DETAILED DESCRIPTION
[0014] The foregoing has broadly outlined the features and technical advantages of the present disclosure in order that the detailed description of the disclosure that follows may be better understood. Additional features and advantages of the disclosure will be described hereinafter which form the subject of the claims of the disclosure. It should be appreciated by those skilled in the art that the conception and specific embodiment disclosed may be readily utilized as a basis for modifying or designing other structures for carrying out the same purposes of the present disclosure. It should also be realized by those skilled in the art that such equivalent constructions do not depart from the spirit and scope of the disclosure as set forth in the appended claims. The novel features which are believed to be characteristic of the disclosure, both as to its organization and method of operation, together with further objects and advantages will be better understood from the following description when considered in connection with the accompanying figures.

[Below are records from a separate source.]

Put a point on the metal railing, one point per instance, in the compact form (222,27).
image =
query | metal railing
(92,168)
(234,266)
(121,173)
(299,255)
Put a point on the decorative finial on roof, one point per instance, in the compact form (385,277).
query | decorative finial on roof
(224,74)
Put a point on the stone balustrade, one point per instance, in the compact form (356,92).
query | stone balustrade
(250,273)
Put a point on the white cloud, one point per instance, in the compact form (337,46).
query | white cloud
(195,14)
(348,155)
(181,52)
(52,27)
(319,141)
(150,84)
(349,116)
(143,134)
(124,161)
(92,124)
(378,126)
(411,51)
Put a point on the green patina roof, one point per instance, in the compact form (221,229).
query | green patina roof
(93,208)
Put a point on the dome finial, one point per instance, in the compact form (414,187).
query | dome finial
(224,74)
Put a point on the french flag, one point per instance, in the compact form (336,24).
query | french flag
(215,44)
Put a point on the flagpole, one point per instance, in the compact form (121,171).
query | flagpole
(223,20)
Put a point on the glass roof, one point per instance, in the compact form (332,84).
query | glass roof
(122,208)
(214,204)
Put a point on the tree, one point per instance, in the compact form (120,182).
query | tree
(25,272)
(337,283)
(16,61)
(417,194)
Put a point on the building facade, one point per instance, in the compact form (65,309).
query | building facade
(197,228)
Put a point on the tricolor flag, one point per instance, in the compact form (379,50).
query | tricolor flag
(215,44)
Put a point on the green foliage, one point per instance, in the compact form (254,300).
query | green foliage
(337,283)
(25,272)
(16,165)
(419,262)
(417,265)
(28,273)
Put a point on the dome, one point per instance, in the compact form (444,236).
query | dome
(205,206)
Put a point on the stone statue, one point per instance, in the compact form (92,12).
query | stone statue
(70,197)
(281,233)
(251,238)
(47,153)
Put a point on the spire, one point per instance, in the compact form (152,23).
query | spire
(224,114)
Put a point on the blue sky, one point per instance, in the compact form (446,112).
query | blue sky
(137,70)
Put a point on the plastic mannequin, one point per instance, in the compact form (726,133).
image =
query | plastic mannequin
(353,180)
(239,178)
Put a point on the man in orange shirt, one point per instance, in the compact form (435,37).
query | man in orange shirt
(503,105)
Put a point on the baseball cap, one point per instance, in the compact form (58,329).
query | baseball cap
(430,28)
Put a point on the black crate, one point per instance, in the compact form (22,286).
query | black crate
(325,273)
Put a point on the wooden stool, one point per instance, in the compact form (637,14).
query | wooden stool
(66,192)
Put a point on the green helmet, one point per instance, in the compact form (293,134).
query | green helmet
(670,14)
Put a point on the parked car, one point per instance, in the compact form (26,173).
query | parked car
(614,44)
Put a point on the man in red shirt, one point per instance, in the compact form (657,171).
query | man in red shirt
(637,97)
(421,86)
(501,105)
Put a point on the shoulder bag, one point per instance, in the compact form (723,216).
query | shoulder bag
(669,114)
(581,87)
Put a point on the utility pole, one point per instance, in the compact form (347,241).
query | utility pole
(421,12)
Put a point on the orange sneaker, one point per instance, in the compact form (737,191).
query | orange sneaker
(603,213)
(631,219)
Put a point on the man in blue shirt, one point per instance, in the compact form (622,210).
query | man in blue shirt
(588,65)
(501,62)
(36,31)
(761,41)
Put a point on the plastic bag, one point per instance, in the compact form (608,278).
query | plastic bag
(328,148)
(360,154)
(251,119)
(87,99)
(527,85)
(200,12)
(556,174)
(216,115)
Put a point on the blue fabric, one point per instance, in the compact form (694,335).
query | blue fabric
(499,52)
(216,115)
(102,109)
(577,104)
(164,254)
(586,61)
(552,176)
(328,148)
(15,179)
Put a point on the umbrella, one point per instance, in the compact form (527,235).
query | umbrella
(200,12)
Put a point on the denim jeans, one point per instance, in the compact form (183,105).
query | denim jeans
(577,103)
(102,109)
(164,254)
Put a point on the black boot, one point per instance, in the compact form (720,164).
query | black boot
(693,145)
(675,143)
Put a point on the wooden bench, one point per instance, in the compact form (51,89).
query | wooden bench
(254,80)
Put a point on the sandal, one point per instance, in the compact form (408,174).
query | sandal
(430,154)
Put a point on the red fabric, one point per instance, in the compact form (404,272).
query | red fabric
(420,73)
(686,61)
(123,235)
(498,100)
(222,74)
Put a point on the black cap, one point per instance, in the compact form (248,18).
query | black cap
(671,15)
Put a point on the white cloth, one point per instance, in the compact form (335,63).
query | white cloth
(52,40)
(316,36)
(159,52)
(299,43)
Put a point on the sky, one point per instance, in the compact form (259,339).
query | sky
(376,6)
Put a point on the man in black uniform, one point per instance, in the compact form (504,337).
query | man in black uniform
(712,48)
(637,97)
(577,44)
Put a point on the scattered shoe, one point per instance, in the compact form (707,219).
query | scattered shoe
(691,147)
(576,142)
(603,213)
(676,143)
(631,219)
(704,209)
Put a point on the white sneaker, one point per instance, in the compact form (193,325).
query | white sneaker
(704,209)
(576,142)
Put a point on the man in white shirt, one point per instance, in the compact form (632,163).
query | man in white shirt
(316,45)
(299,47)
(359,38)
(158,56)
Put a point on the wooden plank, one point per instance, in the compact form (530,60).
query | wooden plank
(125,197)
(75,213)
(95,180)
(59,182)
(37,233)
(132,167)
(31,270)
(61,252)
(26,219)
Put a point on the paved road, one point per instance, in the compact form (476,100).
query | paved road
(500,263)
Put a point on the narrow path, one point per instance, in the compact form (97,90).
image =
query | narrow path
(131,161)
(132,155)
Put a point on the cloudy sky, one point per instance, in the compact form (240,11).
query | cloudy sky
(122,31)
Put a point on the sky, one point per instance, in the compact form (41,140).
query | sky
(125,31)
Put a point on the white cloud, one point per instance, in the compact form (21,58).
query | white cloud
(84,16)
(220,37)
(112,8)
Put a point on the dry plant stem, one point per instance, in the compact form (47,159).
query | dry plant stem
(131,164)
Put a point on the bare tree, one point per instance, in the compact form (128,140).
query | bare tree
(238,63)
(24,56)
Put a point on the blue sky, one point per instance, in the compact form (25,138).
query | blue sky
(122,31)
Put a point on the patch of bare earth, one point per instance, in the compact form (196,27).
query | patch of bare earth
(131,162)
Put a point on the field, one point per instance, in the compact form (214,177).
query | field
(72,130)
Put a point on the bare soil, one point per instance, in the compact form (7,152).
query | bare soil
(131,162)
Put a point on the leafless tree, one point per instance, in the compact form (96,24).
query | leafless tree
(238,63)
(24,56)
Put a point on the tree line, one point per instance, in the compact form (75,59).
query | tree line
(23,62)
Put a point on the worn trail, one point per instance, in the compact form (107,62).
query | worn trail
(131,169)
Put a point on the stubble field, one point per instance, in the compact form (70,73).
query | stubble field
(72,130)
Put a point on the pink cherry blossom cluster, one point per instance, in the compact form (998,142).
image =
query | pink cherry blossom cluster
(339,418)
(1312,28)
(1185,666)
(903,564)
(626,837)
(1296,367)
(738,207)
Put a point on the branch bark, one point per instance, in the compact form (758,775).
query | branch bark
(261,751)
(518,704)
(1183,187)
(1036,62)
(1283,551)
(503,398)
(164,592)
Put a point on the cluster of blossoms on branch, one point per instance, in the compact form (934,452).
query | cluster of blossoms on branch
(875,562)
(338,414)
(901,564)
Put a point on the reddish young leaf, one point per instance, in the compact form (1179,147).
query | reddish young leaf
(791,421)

It is to be expressly understood, however, that each of the figures is provided for the purpose of illustration and description only and is not intended as a definition of the limits of the present disclosure.
[0015] Exemplary embodiments of the present disclosure provides a system and method for estimating a cost for one or more system testing request in a data warehouse environment for a client, based on a single table unit, where past data of one or more requests for testing of the client is collected and analyzed. From the past data one or more tables of different complexities are identified and based on the one or more tables an effort required to test the one or more tables is estimated. The one or more tables are converted to a single table unit to estimate the cost of testing.
[0016] FIG. 1 illustrates a generalized example of a suitable computing environment 100 in which all embodiments, techniques, and technologies of this invention may be implemented. The computing environment 100 is not intended to suggest any limitation as to scope of use or functionality of the technology, as the technology may be implemented in diverse general-purpose or special-purpose computing environments. For example, the disclosed technology may be implemented using a computing device (e.g., a server, desktop, laptop, hand-held device, mobile device, PDA, etc.) comprising a processing unit, memory, and storage storing computer-executable instructions implementing the service level management technologies described herein. The disclosed technology may also be implemented with other computer system configurations, including hand held devices, multiprocessor systems, microprocessor-based or programmable consumer electronics, network PCs, minicomputers, mainframe computers, a collection of client/server systems, and the like.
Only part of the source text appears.